Eu abaixei a cabeça, peguei meu notebook na mochila e me sentei na mesa olhando para a parede enquanto ligava.

— É. — Respondi, tão seco quanto David nas últimas palavras. Será que ele está bravo por causa disso? Não olhei para ele.

Começamos a pesquisar, nós dois. Ele abriu um documento compartilhado no Word online e editamos juntos acrescentando todo conteúdo que podia servir, vários links e várias imagens.

Toda vez que tentava falar algo sobre o trabalho ele apontava documento e respondia com: “Só cola que eu vejo aqui”, isso começou a me deixar bravo e incomodado. Por que ele estava agindo feito um babaca?

O tempo foi passando e Elise não chegava de jeito nenhum. Paramos de pesquisar, descemos para comer um lanchinho que a Sra. McReid (embora toda hora eu a chamasse de Victoria) havia preparado.

Eu decidi falar em inglês com eles, já que por vezes Mariah e Miles falavam assim sem se importar muito, e a Sra. McReid respondia os filhos em inglês… pareceu-me que seria mais fácil para eu falar inglês do que forçar uma família toda falar português, mas ao fazê-lo eles riam.

— É que seu inglês é meio errado, com sotaque, sabe? — David explicou porque todos riam.

— Vocês não se escutam em português! É igualzinho. — Rimos mais.

Esse lanche fez com que conversássemos mais, e que David deixasse a cara de paisagem de lado. Mariah e Miles falaram sobre a cidade de onde vieram: Groove Valley.

— David não te contou? — Miles disse assim que Mariah terminou de falar. Ele, embora mais novo, parecia uma criatura perigosa. Ao falar lançou um olhar para David que fez todos na ilha da cozinha ficarem desconfortáveis.

— Não… acho. Ele mencionou que é do lado de Simi Valley.

— Simi Valley e Santa Clara. É… A gente ia pescar no Rio Santa Clara, lembra? — Miles olhou para a mãe e sorriu, mas Victoria não pareceu contente com aquele assunto.

— Lembro. — Ela respondeu seca. — Mas aqui, Lucas, tem muita coisa para ver? Rios para pescar só se for longe, não é mesmo?
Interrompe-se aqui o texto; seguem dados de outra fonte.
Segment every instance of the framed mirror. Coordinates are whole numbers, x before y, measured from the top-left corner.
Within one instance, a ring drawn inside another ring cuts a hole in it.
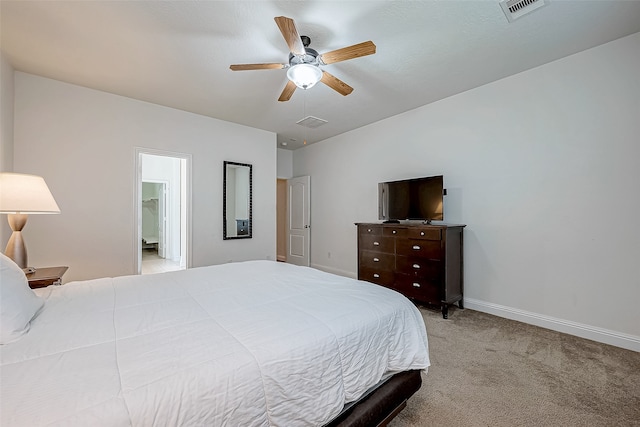
[[[250,239],[253,231],[253,171],[247,163],[224,162],[222,238]]]

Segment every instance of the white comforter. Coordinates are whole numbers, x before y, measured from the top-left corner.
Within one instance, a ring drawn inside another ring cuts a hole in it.
[[[3,427],[317,426],[429,366],[402,295],[273,261],[38,293],[30,332],[0,346]]]

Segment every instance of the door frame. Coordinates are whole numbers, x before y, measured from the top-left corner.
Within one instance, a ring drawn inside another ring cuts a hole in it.
[[[134,257],[133,266],[136,274],[142,273],[142,155],[150,154],[152,156],[172,157],[184,161],[185,171],[180,172],[181,190],[181,204],[184,203],[182,211],[184,212],[184,229],[186,242],[184,244],[183,256],[181,257],[180,264],[184,263],[185,268],[191,267],[191,251],[193,249],[192,242],[192,213],[191,213],[191,164],[192,156],[188,153],[178,153],[174,151],[157,150],[153,148],[135,147],[134,155],[134,194],[133,194],[133,207],[134,207],[134,230],[131,233],[133,236]],[[182,227],[182,226],[181,226]],[[181,233],[182,234],[182,233]]]
[[[287,191],[286,178],[276,179],[276,260],[287,262]]]

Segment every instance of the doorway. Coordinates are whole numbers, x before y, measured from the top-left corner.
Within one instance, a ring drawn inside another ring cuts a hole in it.
[[[191,156],[136,150],[136,271],[189,266]]]
[[[287,262],[287,180],[276,181],[276,259]]]
[[[167,254],[167,225],[169,183],[142,181],[142,272],[145,261],[165,259]],[[171,242],[174,243],[174,242]],[[179,248],[177,248],[179,251]],[[171,248],[169,252],[174,252]],[[171,258],[171,257],[170,257]],[[168,261],[173,262],[171,259]],[[169,265],[171,265],[169,263]],[[148,269],[147,269],[148,270]]]

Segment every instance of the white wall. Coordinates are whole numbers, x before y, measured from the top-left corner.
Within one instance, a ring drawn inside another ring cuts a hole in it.
[[[640,33],[296,150],[312,264],[355,276],[377,183],[444,174],[467,307],[640,351],[639,75]]]
[[[293,178],[293,151],[278,148],[278,178]]]
[[[0,51],[0,172],[13,171],[13,67]],[[11,236],[7,215],[0,215],[0,251]]]
[[[65,281],[134,273],[136,147],[193,156],[191,266],[275,259],[271,132],[17,72],[14,133],[14,169],[42,175],[61,209],[29,218],[36,267],[68,265]],[[253,164],[252,239],[222,240],[224,160]]]
[[[13,170],[13,67],[0,51],[0,171]]]

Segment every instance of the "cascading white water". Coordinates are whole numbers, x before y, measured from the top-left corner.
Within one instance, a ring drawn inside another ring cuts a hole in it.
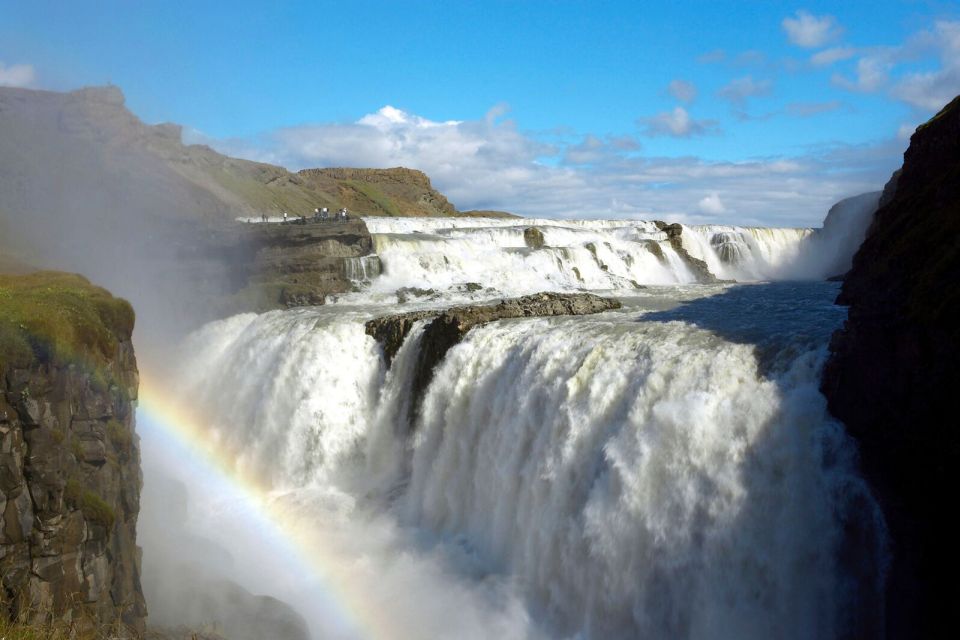
[[[412,422],[419,328],[387,370],[375,305],[210,324],[182,393],[360,563],[396,637],[424,617],[427,637],[842,636],[878,591],[841,562],[846,528],[871,557],[883,534],[817,391],[835,286],[638,293],[473,329]]]
[[[684,227],[684,248],[724,280],[806,279],[796,264],[812,229],[701,225]]]
[[[654,222],[367,218],[383,274],[374,290],[447,291],[483,283],[509,295],[581,289],[629,295],[644,285],[698,281]],[[543,246],[529,246],[535,229]],[[680,243],[722,280],[817,278],[810,229],[683,226]],[[801,267],[801,258],[802,267]]]

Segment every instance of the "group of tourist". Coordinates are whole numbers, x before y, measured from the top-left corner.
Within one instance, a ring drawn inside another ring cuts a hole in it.
[[[290,216],[287,215],[286,211],[282,212],[280,216],[282,218],[281,224],[306,224],[307,223],[307,216],[301,215],[299,216],[299,218],[291,220]],[[346,207],[341,207],[340,210],[337,211],[335,214],[333,214],[333,217],[332,217],[332,220],[335,222],[342,222],[349,219],[350,219],[350,214],[347,212]],[[331,220],[329,209],[327,209],[326,207],[323,207],[323,208],[317,207],[313,210],[313,218],[312,218],[313,222],[326,222],[328,220]],[[260,222],[270,222],[270,217],[266,213],[263,213],[260,215]]]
— É… nossos rios são sujos. — Disse com certe vergonha do país. — Mas a gente tem o Ibirapuera, Villa-Lobos, Água Branca… vários parques incríveis, e uns pesqueiros se quiserem matar a saudade de casa. — Enrolei no inglês para desenvolver a frase toda.
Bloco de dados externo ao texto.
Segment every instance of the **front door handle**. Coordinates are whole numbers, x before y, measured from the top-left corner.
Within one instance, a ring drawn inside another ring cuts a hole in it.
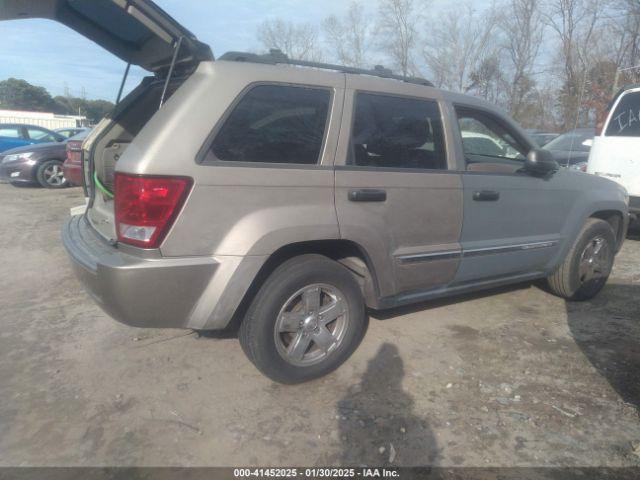
[[[349,201],[351,202],[384,202],[387,200],[387,192],[375,188],[362,188],[360,190],[349,190]]]
[[[473,192],[473,199],[476,202],[496,202],[500,199],[500,192],[496,192],[494,190]]]

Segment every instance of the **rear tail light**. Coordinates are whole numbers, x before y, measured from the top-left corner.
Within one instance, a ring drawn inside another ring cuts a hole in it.
[[[67,142],[67,161],[70,163],[81,163],[82,142],[71,140]]]
[[[118,241],[157,248],[191,189],[187,177],[116,173],[114,208]]]
[[[81,140],[69,140],[67,142],[67,150],[80,150],[82,149]]]

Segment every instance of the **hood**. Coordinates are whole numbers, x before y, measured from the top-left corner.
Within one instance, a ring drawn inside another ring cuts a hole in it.
[[[560,165],[574,165],[580,162],[586,162],[589,159],[589,152],[576,152],[569,150],[549,150],[553,154],[553,158]]]
[[[64,152],[67,149],[67,142],[48,142],[48,143],[33,143],[31,145],[24,145],[22,147],[12,148],[11,150],[5,150],[0,153],[1,156],[14,155],[16,153],[25,152],[40,152],[44,150]]]
[[[0,0],[0,20],[48,18],[72,28],[127,63],[162,73],[213,60],[199,42],[151,0]]]

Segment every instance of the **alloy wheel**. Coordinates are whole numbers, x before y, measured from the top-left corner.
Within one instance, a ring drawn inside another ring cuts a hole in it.
[[[43,176],[44,181],[52,187],[64,185],[64,172],[62,171],[62,166],[58,164],[47,166],[47,168],[44,169]]]
[[[278,313],[276,349],[292,365],[317,364],[342,344],[348,324],[349,308],[340,290],[319,283],[305,286]]]
[[[611,248],[604,237],[593,238],[582,251],[578,275],[580,283],[606,278],[611,273]]]

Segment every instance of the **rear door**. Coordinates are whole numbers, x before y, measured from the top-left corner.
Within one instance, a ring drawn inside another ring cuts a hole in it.
[[[589,173],[620,183],[632,197],[640,197],[640,88],[617,100],[604,133],[594,139]]]
[[[48,18],[101,45],[127,63],[166,69],[213,59],[211,49],[150,0],[3,0],[0,20]]]
[[[531,149],[495,112],[456,105],[464,183],[463,257],[456,284],[537,276],[559,251],[579,197],[562,170],[544,178],[523,170]]]
[[[462,183],[450,168],[439,92],[351,75],[347,85],[350,127],[335,173],[340,234],[366,250],[380,297],[447,285],[460,257]]]

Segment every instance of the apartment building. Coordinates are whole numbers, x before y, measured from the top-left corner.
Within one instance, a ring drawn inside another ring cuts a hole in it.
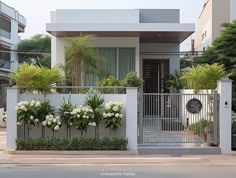
[[[195,50],[204,51],[219,36],[225,22],[236,20],[236,0],[207,0],[198,18]]]
[[[5,107],[8,86],[8,73],[18,67],[17,54],[12,52],[17,47],[26,26],[26,19],[14,8],[0,1],[0,108]],[[9,52],[7,52],[9,51]]]

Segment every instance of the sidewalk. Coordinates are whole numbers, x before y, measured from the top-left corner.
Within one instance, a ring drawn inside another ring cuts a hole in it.
[[[20,165],[235,165],[236,155],[9,155],[0,153],[1,164]]]

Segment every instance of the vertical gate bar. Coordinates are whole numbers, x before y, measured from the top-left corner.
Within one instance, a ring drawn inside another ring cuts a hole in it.
[[[145,103],[143,102],[143,90],[140,89],[140,93],[139,93],[139,144],[143,144],[143,119],[144,119],[144,114],[143,114],[143,110],[145,107]],[[145,100],[145,99],[144,99]]]
[[[214,145],[217,145],[218,144],[218,139],[217,139],[217,127],[218,127],[218,107],[217,107],[217,104],[218,104],[218,98],[217,98],[217,91],[214,90],[214,99],[213,99],[213,126],[214,126],[214,129],[213,129],[213,144]]]

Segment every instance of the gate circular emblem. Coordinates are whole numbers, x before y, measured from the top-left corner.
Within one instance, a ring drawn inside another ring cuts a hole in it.
[[[190,99],[186,105],[186,109],[192,114],[197,114],[202,110],[202,103],[199,99]]]

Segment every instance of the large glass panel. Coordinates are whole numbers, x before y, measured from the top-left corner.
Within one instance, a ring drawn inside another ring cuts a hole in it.
[[[135,48],[119,48],[119,79],[135,71]]]
[[[117,48],[98,48],[97,55],[104,76],[117,73]],[[99,77],[94,74],[84,74],[84,86],[94,86]]]

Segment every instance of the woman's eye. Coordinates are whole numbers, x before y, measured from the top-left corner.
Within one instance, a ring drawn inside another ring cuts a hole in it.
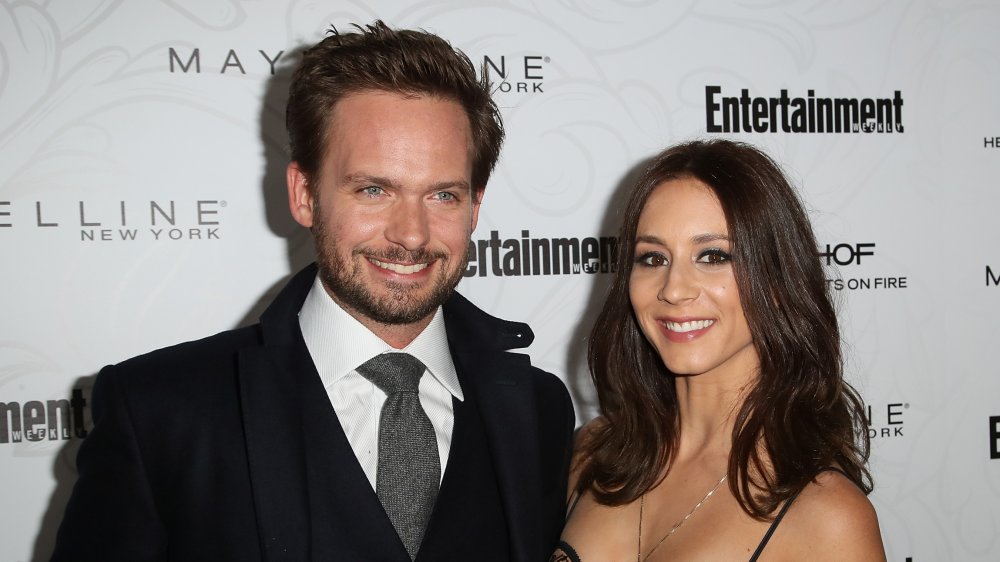
[[[369,185],[368,187],[362,188],[361,193],[369,197],[376,197],[382,194],[382,188],[377,185]]]
[[[733,256],[729,253],[724,252],[719,249],[705,250],[698,256],[698,263],[707,263],[710,265],[721,265],[733,259]]]
[[[666,256],[655,253],[643,254],[635,261],[647,267],[661,267],[670,263]]]
[[[438,201],[456,201],[456,200],[458,200],[458,197],[455,197],[455,194],[451,193],[450,191],[439,191],[439,192],[437,192],[437,193],[434,194],[434,197],[437,198]]]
A conversa continuou pela vereda do turismo por um tempo, então eu já não comia mais, só conversávamos, vez ou outra Miles cutucava alguém. O Sr. McReid não veio comer com a gente, ele estava ocupado trabalhando.
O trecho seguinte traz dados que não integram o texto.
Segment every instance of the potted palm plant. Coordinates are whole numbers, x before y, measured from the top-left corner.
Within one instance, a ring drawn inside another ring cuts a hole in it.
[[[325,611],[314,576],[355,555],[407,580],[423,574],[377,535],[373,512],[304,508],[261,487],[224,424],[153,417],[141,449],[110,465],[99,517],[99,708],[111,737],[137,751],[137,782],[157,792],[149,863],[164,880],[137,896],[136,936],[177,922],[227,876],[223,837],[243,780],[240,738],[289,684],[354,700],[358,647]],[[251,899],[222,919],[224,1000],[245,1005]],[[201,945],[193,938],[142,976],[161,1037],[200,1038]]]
Victoria, porém, toda cortês, explicou-se:

— Na verdade quando deixamos Groove Valley a empresa decidiu quem ia ir para onde, uns para o Canadá, outros para o Brasil. É uma multinacional que atua na área de mineração e produção de joias. Groove Valley era uma grande mina na verdade, a beira do Rio Santa Clara, imagina de onde veio o nome! — Ela sorriu. — Nós, eu e Donald, morávamos em São Francisco quando ele começou a trabalhar para essa empresa. Então quando eu engravidei do David nos mudamos para Groove Valley, que ainda estava sendo construída. Mais de dez anos depois a mina se esgotou e a cidade foi vendida para o condado de Simi Valley, os mineradores foram levados para uma outra mina, no Canadá, o pessoal que cuidava da logística veio para cá, em uma subsidiária da divisão de confecção de joias, a fábrica fica em Manaus, mas os escritórios ficam no centro de São Paulo.

— Uau. Que sono. — David riu se levantando e se apoiou nos meus ombros.

Não sei como descrever como aquilo foi estranho. As duas mãos sobre meus ombros, não apertou ou mexeu, só se apoiou. Ninguém pareceu se importar, talvez fosse algo normal, mas me deixou estranhamente desconfortável.

— Já que você terminou de comer a gente pode voltar para o quarto? O trabalho não vai se pesquisar sozinho! — Você quer fazer o trabalho, ou só quer fugir da sua mãe e seu irmão? Eu entendia bem aquela fala de David.

— Não, não vai. — Eu respondi me levantando também, percebi que David era o mais desconfortável ali, só não sabia as razões. — Muito obrigado Sra. McReid.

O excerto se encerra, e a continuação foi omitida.